Consider the hypothetical example in Fleiss (1981, pp. 6–7), in which a test is applied to a sample of 1,000 people known to have a disease and to another sample of 1,000 people known not to have the same disease. In the diseased sample, 950 test positive; in the nondiseased sample, only 10 test positive. If the true disease rate in the population is 1 in 100, specifying PEVENT=0.01 results in the correct false positive and negative rates for the stratified sampling scheme. Omitting the PEVENT= option is equivalent to using the overall sample disease rate (1000/2000 = 0.5) as the value of the PEVENT= option, which would ignore the stratified sampling.

The statements to create the data set and perform the analysis are as follows:

data Screen;
do Disease='Present','Absent';
do Test=1,0;
input Count @@;
output;
end;
end;
datalines;
950  50
10 990
;
proc logistic data=Screen;
freq Count;
model Disease(event='Present')=Test
/ pevent=.5 .01 ctable pprob=.5;
run;

The response variable option EVENT= indicates that Disease=’Present’ is the event.
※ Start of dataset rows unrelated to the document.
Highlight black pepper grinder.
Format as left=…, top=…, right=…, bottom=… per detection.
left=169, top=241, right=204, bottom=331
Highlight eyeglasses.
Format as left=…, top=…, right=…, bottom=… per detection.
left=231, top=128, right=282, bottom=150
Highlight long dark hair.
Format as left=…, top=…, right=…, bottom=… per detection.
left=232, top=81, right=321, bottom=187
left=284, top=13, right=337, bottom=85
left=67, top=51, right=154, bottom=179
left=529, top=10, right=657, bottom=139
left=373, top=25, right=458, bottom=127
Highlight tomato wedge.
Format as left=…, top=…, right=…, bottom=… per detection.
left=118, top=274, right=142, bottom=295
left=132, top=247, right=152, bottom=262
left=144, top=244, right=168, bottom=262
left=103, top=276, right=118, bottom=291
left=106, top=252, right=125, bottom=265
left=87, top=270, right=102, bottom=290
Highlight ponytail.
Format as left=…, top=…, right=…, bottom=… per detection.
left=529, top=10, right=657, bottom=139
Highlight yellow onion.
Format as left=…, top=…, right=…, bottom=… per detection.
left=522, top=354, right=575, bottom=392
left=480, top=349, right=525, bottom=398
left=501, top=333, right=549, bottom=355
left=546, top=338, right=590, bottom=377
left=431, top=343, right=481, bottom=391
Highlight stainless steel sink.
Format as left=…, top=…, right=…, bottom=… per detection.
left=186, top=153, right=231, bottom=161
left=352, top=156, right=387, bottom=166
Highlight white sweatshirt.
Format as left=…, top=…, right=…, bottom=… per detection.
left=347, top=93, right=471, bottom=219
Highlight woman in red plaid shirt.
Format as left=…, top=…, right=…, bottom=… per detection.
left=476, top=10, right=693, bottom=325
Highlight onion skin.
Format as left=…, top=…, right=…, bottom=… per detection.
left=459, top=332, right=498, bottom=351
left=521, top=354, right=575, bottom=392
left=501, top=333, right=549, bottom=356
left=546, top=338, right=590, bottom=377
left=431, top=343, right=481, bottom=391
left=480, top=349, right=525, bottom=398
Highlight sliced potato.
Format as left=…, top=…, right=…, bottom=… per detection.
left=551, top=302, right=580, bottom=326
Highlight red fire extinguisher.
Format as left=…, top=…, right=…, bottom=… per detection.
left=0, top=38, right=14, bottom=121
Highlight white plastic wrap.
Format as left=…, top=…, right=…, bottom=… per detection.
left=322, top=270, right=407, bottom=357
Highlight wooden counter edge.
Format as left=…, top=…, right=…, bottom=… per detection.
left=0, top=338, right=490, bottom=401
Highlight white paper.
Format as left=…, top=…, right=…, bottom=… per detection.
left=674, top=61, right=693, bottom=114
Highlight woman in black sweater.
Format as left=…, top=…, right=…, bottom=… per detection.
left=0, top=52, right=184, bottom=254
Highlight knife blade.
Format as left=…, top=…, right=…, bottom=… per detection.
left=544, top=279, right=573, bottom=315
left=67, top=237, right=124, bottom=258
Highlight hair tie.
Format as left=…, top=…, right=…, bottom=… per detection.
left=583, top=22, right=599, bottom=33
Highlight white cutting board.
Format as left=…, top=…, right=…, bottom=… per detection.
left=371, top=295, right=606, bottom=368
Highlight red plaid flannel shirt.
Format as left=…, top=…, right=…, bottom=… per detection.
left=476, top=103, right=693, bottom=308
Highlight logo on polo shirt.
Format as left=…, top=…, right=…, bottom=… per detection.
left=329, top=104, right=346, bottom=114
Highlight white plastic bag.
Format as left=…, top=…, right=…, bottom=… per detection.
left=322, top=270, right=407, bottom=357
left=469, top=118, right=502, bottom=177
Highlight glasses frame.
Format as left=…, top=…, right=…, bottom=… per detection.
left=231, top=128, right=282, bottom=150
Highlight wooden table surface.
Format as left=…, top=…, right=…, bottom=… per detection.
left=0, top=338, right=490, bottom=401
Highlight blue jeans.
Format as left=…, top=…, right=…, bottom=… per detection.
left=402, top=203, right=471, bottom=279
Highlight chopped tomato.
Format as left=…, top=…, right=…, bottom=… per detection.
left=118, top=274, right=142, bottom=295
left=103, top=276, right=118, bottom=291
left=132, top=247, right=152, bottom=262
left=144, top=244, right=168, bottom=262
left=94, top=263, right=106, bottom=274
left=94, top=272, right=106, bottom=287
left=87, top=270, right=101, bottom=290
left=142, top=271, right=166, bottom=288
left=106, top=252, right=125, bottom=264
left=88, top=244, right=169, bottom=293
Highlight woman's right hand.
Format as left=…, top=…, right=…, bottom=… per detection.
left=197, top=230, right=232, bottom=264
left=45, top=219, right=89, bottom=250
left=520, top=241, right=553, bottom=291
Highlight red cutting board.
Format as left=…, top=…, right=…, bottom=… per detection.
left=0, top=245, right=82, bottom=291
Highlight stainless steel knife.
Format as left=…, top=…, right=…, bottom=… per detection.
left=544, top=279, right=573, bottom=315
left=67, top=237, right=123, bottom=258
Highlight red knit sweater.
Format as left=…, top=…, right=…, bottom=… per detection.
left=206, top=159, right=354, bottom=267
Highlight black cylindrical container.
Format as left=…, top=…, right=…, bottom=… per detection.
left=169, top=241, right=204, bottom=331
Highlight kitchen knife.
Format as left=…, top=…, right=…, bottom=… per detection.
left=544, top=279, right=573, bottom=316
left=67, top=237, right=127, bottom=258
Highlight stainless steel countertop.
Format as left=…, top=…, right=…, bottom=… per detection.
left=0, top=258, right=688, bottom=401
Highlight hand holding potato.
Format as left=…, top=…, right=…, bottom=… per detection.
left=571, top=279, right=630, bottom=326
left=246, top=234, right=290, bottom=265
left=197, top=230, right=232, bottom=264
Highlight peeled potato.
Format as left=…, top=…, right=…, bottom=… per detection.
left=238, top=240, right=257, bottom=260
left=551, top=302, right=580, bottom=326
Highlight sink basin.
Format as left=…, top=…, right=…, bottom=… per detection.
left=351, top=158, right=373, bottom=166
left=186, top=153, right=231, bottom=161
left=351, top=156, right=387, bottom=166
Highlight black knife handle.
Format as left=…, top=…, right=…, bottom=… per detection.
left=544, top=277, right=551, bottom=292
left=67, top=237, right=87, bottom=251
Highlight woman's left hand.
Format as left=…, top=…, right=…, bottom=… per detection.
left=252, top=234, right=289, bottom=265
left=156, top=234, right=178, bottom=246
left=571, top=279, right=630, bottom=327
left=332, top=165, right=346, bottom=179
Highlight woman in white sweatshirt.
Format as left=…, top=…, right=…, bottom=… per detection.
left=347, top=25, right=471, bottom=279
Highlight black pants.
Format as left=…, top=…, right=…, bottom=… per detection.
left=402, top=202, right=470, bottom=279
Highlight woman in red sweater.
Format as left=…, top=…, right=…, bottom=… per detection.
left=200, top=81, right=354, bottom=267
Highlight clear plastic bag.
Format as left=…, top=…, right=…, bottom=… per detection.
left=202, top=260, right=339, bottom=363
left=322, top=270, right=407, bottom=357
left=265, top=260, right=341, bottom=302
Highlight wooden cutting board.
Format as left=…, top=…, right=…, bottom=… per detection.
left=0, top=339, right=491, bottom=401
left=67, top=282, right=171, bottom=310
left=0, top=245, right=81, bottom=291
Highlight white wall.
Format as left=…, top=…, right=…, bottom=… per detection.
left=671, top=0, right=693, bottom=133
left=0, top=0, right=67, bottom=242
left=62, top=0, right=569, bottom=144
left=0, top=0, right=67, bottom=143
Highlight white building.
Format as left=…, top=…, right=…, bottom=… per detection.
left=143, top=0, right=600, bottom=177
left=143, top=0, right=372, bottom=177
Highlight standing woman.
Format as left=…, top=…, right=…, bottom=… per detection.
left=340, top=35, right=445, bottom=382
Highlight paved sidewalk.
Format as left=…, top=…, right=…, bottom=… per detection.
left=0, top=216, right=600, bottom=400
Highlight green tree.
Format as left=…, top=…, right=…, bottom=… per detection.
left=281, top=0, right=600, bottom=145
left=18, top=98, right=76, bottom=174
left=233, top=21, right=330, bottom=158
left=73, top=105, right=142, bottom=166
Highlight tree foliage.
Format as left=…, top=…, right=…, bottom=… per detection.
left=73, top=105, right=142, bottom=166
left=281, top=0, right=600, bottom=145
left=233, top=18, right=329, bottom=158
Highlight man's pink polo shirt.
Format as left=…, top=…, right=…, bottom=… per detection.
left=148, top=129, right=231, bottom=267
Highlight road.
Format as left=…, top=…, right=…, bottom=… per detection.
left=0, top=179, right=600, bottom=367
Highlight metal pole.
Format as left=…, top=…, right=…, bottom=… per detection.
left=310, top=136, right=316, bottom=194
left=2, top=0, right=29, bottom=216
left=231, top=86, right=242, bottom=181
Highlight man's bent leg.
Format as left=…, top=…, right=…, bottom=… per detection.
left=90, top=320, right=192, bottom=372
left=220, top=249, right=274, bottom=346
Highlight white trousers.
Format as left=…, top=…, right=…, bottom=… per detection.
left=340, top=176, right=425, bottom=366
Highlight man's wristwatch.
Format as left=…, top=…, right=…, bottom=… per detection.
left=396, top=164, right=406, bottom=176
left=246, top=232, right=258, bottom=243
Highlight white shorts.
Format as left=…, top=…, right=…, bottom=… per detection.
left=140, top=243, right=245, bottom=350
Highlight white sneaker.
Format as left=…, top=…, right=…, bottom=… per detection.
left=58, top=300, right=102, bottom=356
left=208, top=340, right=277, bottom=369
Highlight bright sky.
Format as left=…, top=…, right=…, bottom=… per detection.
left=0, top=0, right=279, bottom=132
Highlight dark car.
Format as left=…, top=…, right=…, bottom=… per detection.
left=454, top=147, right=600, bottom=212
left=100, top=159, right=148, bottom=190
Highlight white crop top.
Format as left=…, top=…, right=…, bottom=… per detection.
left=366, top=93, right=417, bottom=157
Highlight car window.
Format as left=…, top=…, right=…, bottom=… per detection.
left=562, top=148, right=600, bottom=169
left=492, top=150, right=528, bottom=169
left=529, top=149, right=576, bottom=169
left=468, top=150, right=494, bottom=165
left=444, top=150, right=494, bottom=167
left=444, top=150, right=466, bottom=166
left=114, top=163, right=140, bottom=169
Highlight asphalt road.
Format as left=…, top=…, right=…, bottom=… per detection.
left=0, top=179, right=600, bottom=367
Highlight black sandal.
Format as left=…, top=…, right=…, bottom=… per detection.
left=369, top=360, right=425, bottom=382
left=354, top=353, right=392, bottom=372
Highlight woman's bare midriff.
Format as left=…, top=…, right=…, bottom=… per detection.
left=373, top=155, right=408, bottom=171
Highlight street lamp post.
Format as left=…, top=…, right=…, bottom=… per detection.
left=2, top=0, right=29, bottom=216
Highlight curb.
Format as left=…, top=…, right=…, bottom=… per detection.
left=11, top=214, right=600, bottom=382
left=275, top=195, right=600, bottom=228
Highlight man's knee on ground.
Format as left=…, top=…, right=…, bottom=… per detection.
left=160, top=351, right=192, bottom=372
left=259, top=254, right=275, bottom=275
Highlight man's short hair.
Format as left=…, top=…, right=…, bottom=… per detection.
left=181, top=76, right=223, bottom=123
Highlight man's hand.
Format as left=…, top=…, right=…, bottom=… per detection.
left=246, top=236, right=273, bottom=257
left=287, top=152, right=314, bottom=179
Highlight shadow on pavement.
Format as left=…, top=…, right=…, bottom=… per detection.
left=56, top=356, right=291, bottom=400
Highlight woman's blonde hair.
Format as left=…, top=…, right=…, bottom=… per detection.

The CTABLE option is specified to produce a classification table. Specifying PPROB=0.5 indicates a cutoff probability of 0.5. A list of two probabilities, 0.5 and 0.01, is specified for the PEVENT= option; 0.5 corresponds to the overall sample disease rate, and 0.01 corresponds to a true disease rate of 1 in 100.

The classification table is shown in Output 54.5.1.

Output 54.5.1: False Positive and False Negative Rates

The LOGISTIC Procedure

Classification Table
Prob
Event
Prob
Level
Correct Incorrect Percentages
Event Non-
Event
Event Non-
Event
Correct Sensi-
tivity
Speci-
ficity
False
POS
False
NEG
0.500 0.500 950 990 10 50 97.0 95.0 99.0 1.0 4.8
0.010 0.500 950 990 10 50 99.0 95.0 99.0 51.0 0.1

In the classification table, the column Prob Level represents the cutoff values (the settings of the PPROB= option) for predicting whether an observation is an event. The Correct columns list the numbers of subjects that are correctly predicted as events and nonevents, respectively, and the Incorrect columns list the number of nonevents incorrectly predicted as events and the number of events incorrectly predicted as nonevents, respectively. For PEVENT=0.5, the false positive rate is 1% and the false negative rate is 4.8%. These results ignore the fact that the samples were stratified and incorrectly assume that the overall sample proportion of disease (which is 0.5) estimates the true disease rate. For a true disease rate of 0.01, the false positive rate and the false negative rate are 51% and 0.1%, respectively, as shown in the second line of the classification table.